Subtract this from the original expression, apart from the first term in one expression and the last in the other all of the terms cancel.

r . S(n) - S(n) = arⁿ - a

Simplify

S(n)(r-1) = a (rⁿ - 1)

S(n) = a(rⁿ - 1) / (r - 1)

S(n) = a(1 - r ⁿ) / (1 - r)

The reason I have just done all of this (I did have a reason ) , is because 0.9 recurring can be written as a geometric progression of nine tenths, plus 9 hundreths, plus nine thousandths etc.

So

S(n) = 9/10 + 9/100 + 9/1000 + ... + 9/10ⁿ

common ratio r = 1/10

You can calculate this by comparing the ratio of two consecutive terms. e.g. 0.09 / 0.9 = 0.1

For |r| < 1 as n -> infinity, rⁿ -> 0

This should read for values of r between -1 and 1 (Otherwise the series doesn't converge to a value), as n tends towards (approaches) infinity rⁿ approaches zero. (You may need to look up limits, this is the tricky bit )

So a(1 - r ⁿ) / (1 / r) becomes a/(1-r) for the sum to infinity

As a = 9/10 and r = 1/10

S(infinity) = a/(1-r) = (9/10) / (1 - 1/10)

S(infinity) would be written S with the infinity symbol as a subscript.

= (9/10) / (9/10) = 1

So point 9 recurring = 1.

Isn't Mr Hui's way simplier.


- Shura

I don't know how old this is, but here's my approach to the problem (apologies if bumping isn't allowed).

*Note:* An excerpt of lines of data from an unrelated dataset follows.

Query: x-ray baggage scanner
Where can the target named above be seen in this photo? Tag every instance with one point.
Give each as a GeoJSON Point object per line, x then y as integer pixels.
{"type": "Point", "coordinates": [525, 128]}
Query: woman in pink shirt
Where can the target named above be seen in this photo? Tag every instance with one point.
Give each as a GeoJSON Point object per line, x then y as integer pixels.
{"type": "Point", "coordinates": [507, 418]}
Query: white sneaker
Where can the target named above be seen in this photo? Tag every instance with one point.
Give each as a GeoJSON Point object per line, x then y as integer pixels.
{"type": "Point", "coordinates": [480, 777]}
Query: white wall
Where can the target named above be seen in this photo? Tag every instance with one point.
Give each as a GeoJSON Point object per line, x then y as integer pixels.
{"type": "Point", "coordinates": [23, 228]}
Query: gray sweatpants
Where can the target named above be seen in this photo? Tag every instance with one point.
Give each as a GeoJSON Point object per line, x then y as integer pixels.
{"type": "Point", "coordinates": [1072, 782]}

Here, any number followed by an ellipsis ( … ) is recurring. Each line is numbered for the purpose of referring back to it (obviously)

1) 1/3 = 0.3…
2) 2/3 = 0.6…
3) 1/3 + 2/3 = 0.3… + 0.6…
4) 1/3 = 3/9 because 1/3 * 3/3 = 3/9
5) 2/3 = 6/9 because 2/3 * 3/3 = 6/9

6) 1/3 + 2/3 = 3/9 + 6/9 = 9/9 = 3/3 = 1/1 = 1
7) 0.3… + 0.6… = 0.9… = 1 because of line 3
8) 0.9… = 2/3 + 1/3 = 0.6… + 0.3… = 1

[Mr. Hui]

Interesting approach, Infinite9. I can't spot any fallacies at first glance.

Wll its close like its 99% out of a 100%. So I say its not equal to one!